During the chariot race just before Ben-Hur's chariot jumps the wrecked chariot, stunt driver Joe Canutt can be seen dropping the reins and grabbing hold of the side of the his chariot (his father, stunt coordinator-2nd unit director Yakima Canutt, had instructed him to grip the underside of the chariot's railing. Joe ignored him, or forgot, and grasped the railing from the top, and was vaulted over the top of the chariot, which could have been fatal had his quick reflexes and strength not allowed him to haul himself back over the vehicle's yoke before he fell between the horses and chariot).
When Esther and Tirzah and Miriam seek shelter, the storm is violent enough to cause earth to fall in front of the cave, and the sound of the wind is deafening. Yet trees visible in the background (from the mouth of the cave) do not so much as sway in the breeze.
When Judah and Messala hurl their spears at the beam, both spears travel to their mark on guide wires. This is obvious because there is no arc in the trajectory of the spears.
A stunt double for Judah during the race can be noticed by his wavy hair.

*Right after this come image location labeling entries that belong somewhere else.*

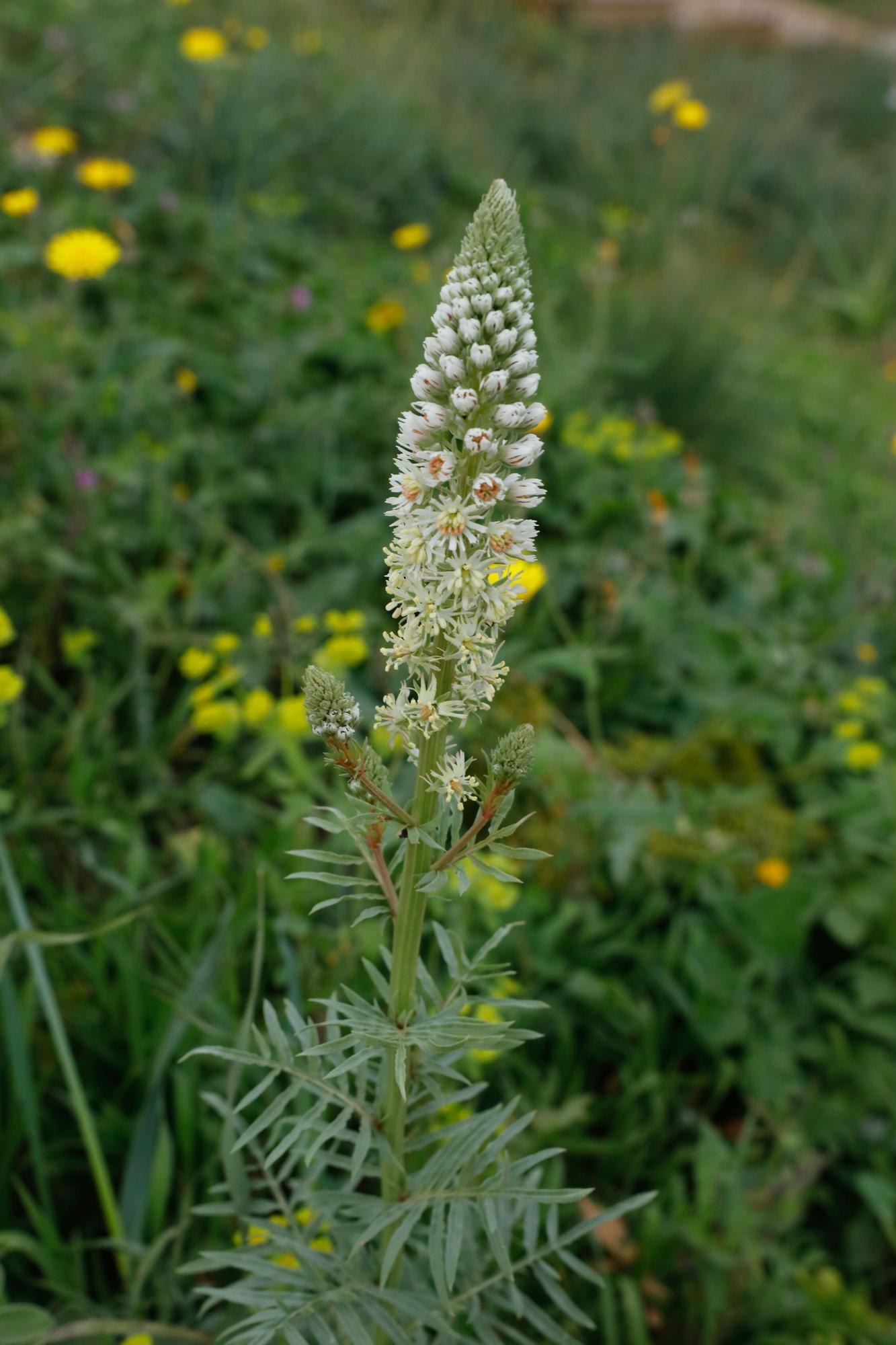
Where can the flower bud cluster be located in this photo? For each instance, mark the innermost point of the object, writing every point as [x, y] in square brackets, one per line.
[462, 451]
[333, 714]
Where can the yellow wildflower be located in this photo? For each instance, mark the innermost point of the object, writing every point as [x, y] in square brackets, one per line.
[772, 872]
[342, 652]
[216, 718]
[486, 1013]
[76, 645]
[106, 174]
[411, 236]
[667, 96]
[11, 685]
[22, 201]
[196, 664]
[692, 115]
[291, 715]
[385, 315]
[186, 380]
[864, 757]
[53, 142]
[529, 578]
[202, 45]
[81, 254]
[257, 707]
[343, 623]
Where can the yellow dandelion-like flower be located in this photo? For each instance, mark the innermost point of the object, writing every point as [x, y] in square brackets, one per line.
[106, 174]
[385, 315]
[7, 629]
[411, 237]
[343, 623]
[864, 757]
[529, 576]
[196, 664]
[217, 718]
[342, 652]
[77, 645]
[772, 872]
[291, 715]
[257, 707]
[81, 254]
[11, 685]
[690, 115]
[667, 96]
[202, 45]
[22, 201]
[53, 142]
[186, 381]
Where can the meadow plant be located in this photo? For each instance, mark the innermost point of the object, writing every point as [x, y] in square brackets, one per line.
[373, 1200]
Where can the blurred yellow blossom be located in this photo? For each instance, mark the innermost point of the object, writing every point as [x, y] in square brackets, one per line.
[864, 757]
[22, 201]
[106, 174]
[667, 96]
[257, 707]
[77, 644]
[529, 576]
[772, 872]
[216, 718]
[81, 254]
[343, 623]
[692, 115]
[411, 236]
[202, 45]
[11, 685]
[291, 715]
[385, 315]
[53, 142]
[196, 664]
[342, 652]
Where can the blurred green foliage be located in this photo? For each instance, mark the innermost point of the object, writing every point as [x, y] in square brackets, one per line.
[728, 294]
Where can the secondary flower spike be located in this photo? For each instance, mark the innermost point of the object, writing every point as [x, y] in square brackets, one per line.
[458, 489]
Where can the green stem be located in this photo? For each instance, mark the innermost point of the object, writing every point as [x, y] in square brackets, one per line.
[77, 1096]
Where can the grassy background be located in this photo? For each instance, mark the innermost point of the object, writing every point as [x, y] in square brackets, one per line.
[719, 1039]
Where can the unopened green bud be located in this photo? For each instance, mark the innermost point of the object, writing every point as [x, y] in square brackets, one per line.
[333, 714]
[514, 754]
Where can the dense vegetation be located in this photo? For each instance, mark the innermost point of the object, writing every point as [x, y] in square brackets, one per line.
[197, 446]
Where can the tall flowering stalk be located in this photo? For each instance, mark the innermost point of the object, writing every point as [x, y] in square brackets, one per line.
[377, 1206]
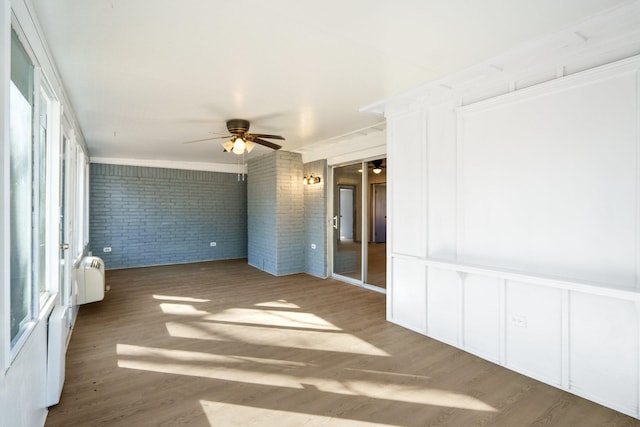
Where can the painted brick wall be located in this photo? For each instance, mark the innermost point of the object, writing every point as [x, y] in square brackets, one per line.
[275, 210]
[262, 213]
[156, 216]
[290, 213]
[315, 220]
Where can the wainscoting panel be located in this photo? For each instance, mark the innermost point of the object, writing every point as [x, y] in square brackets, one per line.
[534, 330]
[604, 350]
[483, 315]
[444, 305]
[408, 301]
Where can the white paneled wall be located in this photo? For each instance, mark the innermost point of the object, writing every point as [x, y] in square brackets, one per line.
[515, 228]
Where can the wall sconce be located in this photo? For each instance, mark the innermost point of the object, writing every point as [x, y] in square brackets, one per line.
[310, 180]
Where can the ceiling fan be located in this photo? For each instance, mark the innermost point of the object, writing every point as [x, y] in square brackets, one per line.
[240, 140]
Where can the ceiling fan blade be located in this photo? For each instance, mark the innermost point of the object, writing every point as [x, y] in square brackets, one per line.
[264, 135]
[207, 139]
[253, 138]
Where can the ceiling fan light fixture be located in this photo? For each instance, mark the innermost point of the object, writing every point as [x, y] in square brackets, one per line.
[239, 146]
[228, 146]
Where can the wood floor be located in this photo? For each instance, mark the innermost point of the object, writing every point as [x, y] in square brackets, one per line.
[223, 344]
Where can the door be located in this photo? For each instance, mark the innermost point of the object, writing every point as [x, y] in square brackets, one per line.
[347, 248]
[380, 217]
[347, 195]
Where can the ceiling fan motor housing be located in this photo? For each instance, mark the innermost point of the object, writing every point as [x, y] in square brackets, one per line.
[237, 126]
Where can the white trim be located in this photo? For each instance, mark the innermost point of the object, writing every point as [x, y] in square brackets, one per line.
[5, 77]
[168, 164]
[594, 288]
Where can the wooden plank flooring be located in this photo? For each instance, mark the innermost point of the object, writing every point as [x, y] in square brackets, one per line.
[223, 344]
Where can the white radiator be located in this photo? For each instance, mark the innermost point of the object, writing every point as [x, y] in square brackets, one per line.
[90, 280]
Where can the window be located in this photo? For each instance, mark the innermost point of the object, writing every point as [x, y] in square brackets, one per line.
[21, 189]
[31, 115]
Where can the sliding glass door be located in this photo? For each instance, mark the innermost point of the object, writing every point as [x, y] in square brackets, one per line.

In the confrontation scene between Judah and Messala when Judah demands that Messala release his mother and sister, Heston walks out of the room and the camera clearly sees that he is wearing brown hush puppies or ankle boots, definitely not period-accurate footwear.
On the way to the galleys, a prisoner on the march dies and is cut loose from the rest. When he is pushed down the sand dune, you can see his arms pulling himself down.
Just before the Roman galley is rammed, the condemned men behind Ben-Hur are clearly dummies.
When Bun Hur is about to be thrown over the chariot there is a blood spot on his upper arm. After he manages to pull himself back over the chariot it is gone.
Early in the scene when Messala enters Jerusalem, a high-altitude shot of the street shows a blanket used to shade a rooftop on the left. A very large studio prop tag on the front of the blanket is clearly visible.
Ben-Hur is whipped constantly as he marches to the galleys, and presumably is whipped during his three years of service as a rower; obviously his back should be as scarred as that of the insubordinate slave. However, when we see him from the back in the raft with Arrius, the only marks he has are those of the lash with which Arrius scourged him.
When Esther and Tirzah and Miriam seek shelter during the storm, Miriam appears to say something just before it is revealed that she & Tirzah are cured, but no words or sounds come from her mouth.
Nine chariots start the chariot race. After the first crash, there appear still to be nine chariots in the race. After the third crash, six are shown, but as Ben Hur passes to catch up, clearly there is a total of seven in the race. After five have crashed, five are left. Messala is the sixth chariot to crash, but Ben Hur and three others finish the race. Thus, nine chariots start the race, six crash, and four finish.
Messala damages Ben-Hur's chariot with his saw-toothed wheel-hubs, but when Ben-Hur drives up to Pontius Pilate to receive his prize, his chariot is undamaged.
During the scene in which Judah and Arrius are rescued from the water, the waves breaking in the background reveal the point at which the studio tank meets the painted cyclorama.
An establishing shot of Jerusalem in the opening sequence shows a hooded Ben-Hur, long before he is born. The scene appears again later in the film as Judah Ben-Hur returns to Jerusalem from Rome.